Fortunately, a simple, efficient remedy for the consumption arms race is at hand. Higher taxation of the country’s top 1 percent of earners (2019 family threshold: more than $475,000) would reduce high-end private consumption. And when people at the top of the income distribution spend less, the frames of reference that shape spending decisions of those just below shift accordingly, and so on, all the way down the income ladder.
Each reduction in growth of private consumption would free up resources for additional spending on public health, climate mitigation, transportation and other neglected public needs.
Many wealthy voters have resisted higher taxes, in the common belief that they would make it harder to buy life’s special extras. But that belief is a garden-variety cognitive illusion.
Because truly special things are inherently in short supply, getting them requires outbidding others who want them. But when taxes on top earners go up in tandem, relative bidding power is unchanged. In the wake of a tax increase, therefore, the same scarce luxuries would end up in the same hands as before.
Since the time of President Ronald Reagan and Prime Minister Margaret Thatcher, public policy choices have been heavily shaped by the belief that private markets harness unfettered self-interest to produce the greatest good for all. This view is often erroneously attributed to the economist Adam Smith. He explained that markets often did promote broad social ends. But as he also knew well, they don’t always behave this way.

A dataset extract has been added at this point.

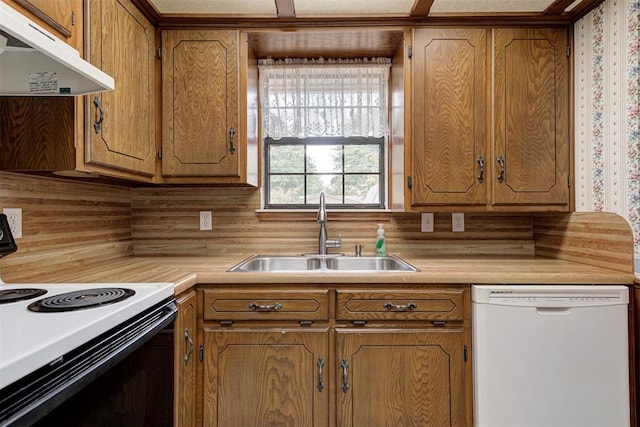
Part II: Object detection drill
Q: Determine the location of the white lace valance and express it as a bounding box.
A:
[259,58,390,139]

In “The Wealth of Nations,” for example, Smith advocated taxing the opulent mansions of the wealthy to discourage “the luxuries and vanities of life.” He would have recognized that in modern, high-income societies, the spending interests of individual consumers are nowhere more at odds with broader societal interests than in domains like public health and climate mitigation.
As the pandemic recedes, therefore, legislators will face a choice between two starkly different futures.
In one — call it Society A — $50,000 cars, 4,000-square-foot houses and $40,000 weddings would soon be the norm. This society would invest little in hospital surge capacity, medical research, green energy and infrastructure.
In the other — Society B — private consumption would be lower, with $25,000 cars, 2,500-square-foot houses and $15,000 weddings the norm; but public investment in this society would be substantially higher than current U.S. levels.
The spending pattern in Society A describes where the United States will soon be if pre-pandemic trends continue. Society B describes where the country could be if public policy steered spending in significantly different directions.
Findings from decades of careful research in behavioral sciences are helpful in thinking about the choice between these two societies. These findings, which are consistent with recent experience under the pandemic, support two robust conclusions:
People would be both happier and healthier in Society B.
The additional tax revenue to finance the investments necessary to sustain Society B would require fewer painful sacrifices than most people think.
There will be many candidates who favor a version of Society A on this November’s election ballots, and many others who favor something much closer to Society B. Which society a future America will resemble more closely will depend largely on which candidates voters choose.